The data for this project includes survey responses from 129,880 customers. It includes data points such as class, flight distance, and in-flight entertainment, among others. In a previous activity, you utilized a binomial logistic regression model to help the airline better understand this data. In this activity, your goal will be to utilize a decision tree model to predict whether or not a customer will be satisfied with their flight experience.
1. Predicting whether a future customer would be satisfied with their services given previous customer feedback about their flight experience.
2. Construct and evaluate a model to determine which features are most important to customer satisfaction.
Importing packages and loading data
Exploring the data and completing the cleaning process
Building a model to determine which features are most important to customer satisfaction:
Knowing that Decision trees require no assumptions regarding the distribution of underlying data and don't require scaling of features though it's susceptible to overfitting. In this work, I would like to use Decision Tree Model to determine the features of most important for customer satisfaction.
Tuning hyperparameters using GridSearchCV. Using hyperparameter tuning and grid search to ensure this prevent overfitting in the model.
Evaluating a decision tree model using a confusion matrix and various other plots
In this section, I will be preparing the data to be suitable for decision tree classifiers. This includes:
Exploring the data
Checking for missing values
Encoding the data
Renaming a column
Creating the training and testing data
Checking the data type of each column. Not forgetting that decision trees expect numeric data.
Having in mind that, the sklearn decision tree implementation does not support missing values. Hence checking for missing values in the rows of the data is important.
There are 129880 rows and 22 columns as features in the dataset. Since the 393 missing rows represent a small percentage of the entire dataset, would like to drop these rows with missing values and assign the DataFrame a new name.
From the confusion matrix, there are a high proportion of true positives and true negatives, where the matrix accurately predicted that the customer would be satisfied or dissatified, respectively.
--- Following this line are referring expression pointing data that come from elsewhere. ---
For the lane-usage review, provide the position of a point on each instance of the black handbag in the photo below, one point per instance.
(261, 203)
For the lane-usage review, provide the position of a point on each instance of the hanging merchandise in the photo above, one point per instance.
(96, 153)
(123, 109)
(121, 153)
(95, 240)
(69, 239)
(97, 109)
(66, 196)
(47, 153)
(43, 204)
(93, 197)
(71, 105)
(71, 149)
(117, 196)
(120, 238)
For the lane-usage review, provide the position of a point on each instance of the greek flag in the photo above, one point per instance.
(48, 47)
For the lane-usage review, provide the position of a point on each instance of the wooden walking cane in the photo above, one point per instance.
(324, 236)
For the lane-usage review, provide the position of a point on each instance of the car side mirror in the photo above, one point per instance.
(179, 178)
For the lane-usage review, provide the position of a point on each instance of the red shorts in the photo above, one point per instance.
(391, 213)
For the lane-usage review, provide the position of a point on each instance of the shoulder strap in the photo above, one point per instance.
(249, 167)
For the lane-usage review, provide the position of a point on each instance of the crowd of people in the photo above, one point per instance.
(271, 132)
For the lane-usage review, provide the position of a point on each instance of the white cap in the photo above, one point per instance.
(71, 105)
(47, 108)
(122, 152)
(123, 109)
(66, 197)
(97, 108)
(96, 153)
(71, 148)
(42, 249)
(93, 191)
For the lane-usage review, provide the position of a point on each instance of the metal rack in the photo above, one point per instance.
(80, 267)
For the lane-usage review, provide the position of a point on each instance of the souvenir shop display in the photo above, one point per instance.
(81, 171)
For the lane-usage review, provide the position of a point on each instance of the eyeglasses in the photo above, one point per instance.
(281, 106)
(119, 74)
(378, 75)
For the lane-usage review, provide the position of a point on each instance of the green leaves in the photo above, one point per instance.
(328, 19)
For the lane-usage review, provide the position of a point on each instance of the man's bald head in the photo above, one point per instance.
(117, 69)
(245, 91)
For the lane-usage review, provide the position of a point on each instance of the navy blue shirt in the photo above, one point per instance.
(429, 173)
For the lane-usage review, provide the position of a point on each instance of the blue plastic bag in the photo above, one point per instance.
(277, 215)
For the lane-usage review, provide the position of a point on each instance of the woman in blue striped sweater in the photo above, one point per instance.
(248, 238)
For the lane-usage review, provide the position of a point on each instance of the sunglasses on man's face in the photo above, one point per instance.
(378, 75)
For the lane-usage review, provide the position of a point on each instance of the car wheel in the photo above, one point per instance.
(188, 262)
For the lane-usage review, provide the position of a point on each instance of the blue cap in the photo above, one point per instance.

The matrix also had a relatively low number of false positives and false negatives. Indicating that, the matrix innacurately predicted that the customer would be satisfied or dissatified, respectively.
In a decision tree model, knowing that the tree has a potential of growing further without knowing the limit. An intruduction of tuning the model will help increase the model performance by determing the best values for hyperparameters max_depth and min_samples_leaf using grid search and cross validation will help determine how far the tree should grow.
Print out the decision tree model's accuracy, precision, recall, and F1 score. This task can be done in a number of ways.
The F1 score for the decision tree that was not hyperparameter tuned is 0.940940 whiles the F1 score for the hyperparameter-tuned decision tree is 0.945422. Though ensuring that overfitting doesn't occur is necessary for some models, however hyperparameter tunning didn't make a meaningful difference in improving this model
In summary:
The decision tree model accurately predicted satisfaction of over 94 percent of the time.
Precision score shows that the model predicted over 95% positives that are truly positive. This indicates that out of the total number of customers that claimed to be satisfied, over 95% are trualy satisfied.
The Recall score also shows that the actual positives that the model correctly identified is over 93%. This score helps the Airline not waste their resources trying to improve the customer experience of an already satisfied customer.
The confusion matrix is also useful as it shows a similar number of true positives and true negatives indicating a higher probabaility of the model predicting accurately.
The visualization of the decision tree and the feature importance graph both suggest that 'Inflight entertainment', 'Seat comfort', and 'Ease of Online booking' are the most important features in the model.
Recommendation:
Customer satisfaction is highly tied to 'Inflight entertainment', 'Seat comfort', and 'Ease of Online booking'. Improving these experiences should lead to better customer satisfaction.
The success of the model suggests that the airline should invest more effort into model building and model understanding since this model semed to be very good at predicting customer satisfaction.